Librairie L'Astrolabe (Rennes)

Pourquoi s'intéresser aujourd'hui aux philosophes du XVIIe siècle que sont Descartes et Leibniz ? Voici deux ouvrages qui partagent une même vocation : attiser notre curiosité à l’égard de ces penseurs, nous les rendre compréhensibles, les restituer dans leur modernité et leur actualité toujours renouvelée.

Ils fonctionnent, pour ainsi dire, tête-bêche : Sept jours dans la vie de Leibniz de Michael Kempe nourrit l’ambition de nous immerger dans l’univers mental d’un philosophe en recontextualisant sa pensée et en nous décrivant les activités de son quotidien au fur et à mesure des grandes périodes de sa vie intellectuelle ; Paul Clavier et Denis Moreau proposent, quant à eux, la première édition bilingue du Discours de la méthode de Descartes (1596-1650) avec une traduction intégrale du français de l’époque au français courant, comme pour faire venir ce classique de la philosophie au lectorat du XXIe siècle. Fondateur à bien des égards, le Discours de la méthode peut pâtir, dans sa réception, de l’aura déformée d’un cartésianisme mal compris ; d’où l’importance de se replonger dans un texte bien plus subtil et subversif qu’on le croit. Personnelle sans être subjectiviste, la prose de Descartes cherche à atteindre un plus large public que celui des universités, partageant des outils pour bien conduire ses raisonnements, distinguer le vrai du faux. Si le Discours pose également les bases métaphysiques d’une théorie aujourd’hui contestée notamment en psychologie , sa pertinence et sa portée restent intemporelles : Husserl, fondateur de la phénoménologie, évoquait l’épreuve du doute cartésien et la découverte du cogito, cette présence de la pensée à elle-même, comme une étape indispensable pour quiconque voudrait philosopher.
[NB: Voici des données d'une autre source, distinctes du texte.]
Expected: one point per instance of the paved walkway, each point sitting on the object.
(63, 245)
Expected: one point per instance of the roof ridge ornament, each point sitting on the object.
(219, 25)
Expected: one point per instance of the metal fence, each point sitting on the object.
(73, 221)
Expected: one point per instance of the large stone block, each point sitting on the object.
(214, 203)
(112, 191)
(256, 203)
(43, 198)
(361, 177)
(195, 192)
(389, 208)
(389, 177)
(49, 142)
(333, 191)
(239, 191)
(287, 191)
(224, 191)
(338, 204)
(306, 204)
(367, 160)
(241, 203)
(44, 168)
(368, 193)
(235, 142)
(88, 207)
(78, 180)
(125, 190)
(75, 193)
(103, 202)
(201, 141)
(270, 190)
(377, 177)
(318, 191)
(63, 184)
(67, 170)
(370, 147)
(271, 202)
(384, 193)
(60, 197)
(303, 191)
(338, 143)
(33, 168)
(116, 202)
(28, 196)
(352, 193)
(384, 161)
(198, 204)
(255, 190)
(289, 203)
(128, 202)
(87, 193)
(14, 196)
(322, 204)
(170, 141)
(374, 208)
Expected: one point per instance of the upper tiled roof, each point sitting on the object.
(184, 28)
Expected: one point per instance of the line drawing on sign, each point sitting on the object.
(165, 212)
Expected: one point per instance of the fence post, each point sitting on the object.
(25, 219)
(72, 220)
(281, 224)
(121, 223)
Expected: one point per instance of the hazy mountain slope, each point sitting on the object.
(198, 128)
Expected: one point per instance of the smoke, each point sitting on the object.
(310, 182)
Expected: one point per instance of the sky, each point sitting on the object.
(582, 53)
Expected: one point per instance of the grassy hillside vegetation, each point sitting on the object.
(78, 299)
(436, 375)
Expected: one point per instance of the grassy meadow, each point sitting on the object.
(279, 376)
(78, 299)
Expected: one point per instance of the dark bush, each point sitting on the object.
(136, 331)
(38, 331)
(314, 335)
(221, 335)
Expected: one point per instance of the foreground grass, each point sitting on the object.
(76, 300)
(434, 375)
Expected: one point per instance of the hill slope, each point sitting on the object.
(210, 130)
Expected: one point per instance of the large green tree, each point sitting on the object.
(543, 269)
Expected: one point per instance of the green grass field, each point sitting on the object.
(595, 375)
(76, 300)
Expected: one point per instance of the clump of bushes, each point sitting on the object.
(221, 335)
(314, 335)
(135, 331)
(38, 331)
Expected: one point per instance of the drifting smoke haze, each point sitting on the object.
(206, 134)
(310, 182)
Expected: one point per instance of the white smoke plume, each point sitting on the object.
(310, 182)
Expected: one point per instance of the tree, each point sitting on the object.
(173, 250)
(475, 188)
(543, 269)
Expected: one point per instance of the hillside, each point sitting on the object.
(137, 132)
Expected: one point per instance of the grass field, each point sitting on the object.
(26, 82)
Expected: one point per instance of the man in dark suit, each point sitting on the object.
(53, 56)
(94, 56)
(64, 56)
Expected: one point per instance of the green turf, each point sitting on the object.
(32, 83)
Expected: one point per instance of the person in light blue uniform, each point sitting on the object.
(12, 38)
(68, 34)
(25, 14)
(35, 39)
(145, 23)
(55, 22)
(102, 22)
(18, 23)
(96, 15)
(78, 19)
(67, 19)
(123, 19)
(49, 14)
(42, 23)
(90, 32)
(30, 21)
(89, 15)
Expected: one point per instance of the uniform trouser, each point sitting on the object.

Quant à Leibniz, l’évocation de son ébullition intellectuelle et de sa graphomanie par Michael Kempe semble nous mener aux antipodes de la froide méthode cartésienne. Mais ces deux penseurs ont en commun d’appartenir à cette époque d’émergence de la science moderne, où la foi dans le progrès et la Raison avait un sens profond, pas seulement corrélé à la technique ou à une recherche de maîtrise de la nature, contrairement à ce qu’on a pu croire. Antérieures à la critique kantienne de la Raison, leur pensée est également métaphysique, au sens où elle fait procéder la possibilité du savoir scientifique d’une conception de la nature et du divin, outrepassant ainsi les limites de ce que peut prouver l’expérience. Toutefois, à suivre la vie de Leibniz comme les cogitations de Descartes, on se rend bien compte à l’évidence qu’ils n’avaient rien de rationalistes arides ou de métaphysiciens éthérés. Loin de faire fi du sensible, ils y sont tout autant immergés que nous, tâchant d’en comprendre le fonctionnement, d’en tirer de grands principes et des modélisations mathématiques.